Restricting by IP to shared host single website webmail


#1

I am attempting to restrict access to the webmail “folder” (actually an Alias in Apache config), but only for a single website on my server which is hosting several other unrelated websites. I am using the very latest Symbiosis.

I have seen the thread, Putting Roundcube under a subdomain but it doesn’t quite help as I need to provide open access to the other websites webmail as normal.
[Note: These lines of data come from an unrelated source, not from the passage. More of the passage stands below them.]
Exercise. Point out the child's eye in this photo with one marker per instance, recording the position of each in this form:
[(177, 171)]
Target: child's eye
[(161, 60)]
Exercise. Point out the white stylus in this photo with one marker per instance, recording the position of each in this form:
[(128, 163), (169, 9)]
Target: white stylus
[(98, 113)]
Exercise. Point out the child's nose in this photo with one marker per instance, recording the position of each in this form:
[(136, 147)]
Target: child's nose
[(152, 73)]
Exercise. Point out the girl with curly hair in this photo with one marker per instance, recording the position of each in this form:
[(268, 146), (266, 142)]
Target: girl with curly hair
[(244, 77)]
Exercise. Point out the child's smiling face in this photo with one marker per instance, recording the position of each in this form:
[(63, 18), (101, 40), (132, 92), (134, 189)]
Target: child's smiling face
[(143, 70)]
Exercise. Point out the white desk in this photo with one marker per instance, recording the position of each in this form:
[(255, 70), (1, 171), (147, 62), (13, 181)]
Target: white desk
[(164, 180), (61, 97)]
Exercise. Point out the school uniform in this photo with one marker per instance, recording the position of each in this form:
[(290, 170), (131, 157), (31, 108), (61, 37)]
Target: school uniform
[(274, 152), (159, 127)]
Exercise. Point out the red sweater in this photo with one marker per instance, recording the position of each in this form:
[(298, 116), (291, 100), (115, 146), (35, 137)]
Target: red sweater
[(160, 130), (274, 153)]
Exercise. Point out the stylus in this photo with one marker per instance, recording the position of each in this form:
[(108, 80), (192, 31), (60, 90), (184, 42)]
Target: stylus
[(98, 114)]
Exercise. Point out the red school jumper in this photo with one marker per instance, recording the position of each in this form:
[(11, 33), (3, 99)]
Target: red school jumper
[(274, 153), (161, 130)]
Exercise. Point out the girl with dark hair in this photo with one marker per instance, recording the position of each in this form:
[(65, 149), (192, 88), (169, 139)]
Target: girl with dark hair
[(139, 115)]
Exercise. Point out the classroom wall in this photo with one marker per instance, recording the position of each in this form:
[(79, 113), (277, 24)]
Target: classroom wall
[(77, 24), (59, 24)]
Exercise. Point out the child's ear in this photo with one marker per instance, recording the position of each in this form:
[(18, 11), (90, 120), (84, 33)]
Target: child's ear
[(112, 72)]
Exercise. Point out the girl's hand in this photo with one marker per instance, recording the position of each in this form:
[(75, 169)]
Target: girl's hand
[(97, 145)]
Is there any way to keep the Alias and apply a different set of access-controls just on a specific domain/website? Or would the Alias need to be removed and specific access controls set on every single website/domain?

Thanks in advance.


#2

There’s two ways we could do that, either by modifying the particular site’s vhost in /etc/apache2/sites-enabled/domain.com.conf, or the webmail config in /etc/apache2/conf-enabled/symbiosis-webmail.conf. The latter is probably better in most cases as we then wouldn’t run into issues with Symbiosis not touching the vhost for SSL renewals (since we’d manually modified it). :slight_smile:

If we wanted to modify the vhost, we could add this block in domain.com.conf (for both the :80 and :443 VirtualHost blocks):

<Location /webmail>
  Require ip 1.2.3.4
</Location>

Or if we wanted to change symbiosis-webmail.conf:

<If "%{HTTP_HOST} =~ m#.*domain.com#">
  Require ip 1.2.3.4
</If>

#3

Superb, thank you, I will give the symbiosis-webmail.conf method a go, but not today, day off.


#4

I applied this restriction (symbiosis-webmail.conf) over the weekend, and it appears to have restricted access to the entire website to just myself.

I tested this by removing the restriction, and restarting apache, and suddenly the website was accessible by all again.

Edit: Further, I have just proven this to be true, by re-running the fun under a less important domain, and as soon as I added the IP restriction to the symbiosis-webmail.conf file, I could neither access webmail (correct) or any other part of the site (incorrect).


#5

Ah sorry, when modifying symbiosis-webmail.conf we’d need to add an additional check if we were only wanting to restrict access to domain.com/webmail rather than domain.com entirely. One way we can do that is with a <Location> block, so we might have:

Alias /webmail /var/www/webmail

<Location /webmail>

  <If "%{HTTP_HOST} =~ m#.*domain.com#">
    Require ip 1.2.3.4
  </If>

</Location>

More recent versions of Apache (2.4.26 onward) should support nested If blocks, so we should then be able to have this instead:

Alias /webmail /var/www/webmail

<If "%{HTTP_HOST} =~ m#.*domain.com#">
 <If "%{REQUEST_URI} =~ /webmail/">
    Require ip 1.2.3.4
  </If>
</If>

#6

I can confirm that this is now working as expected, thank you.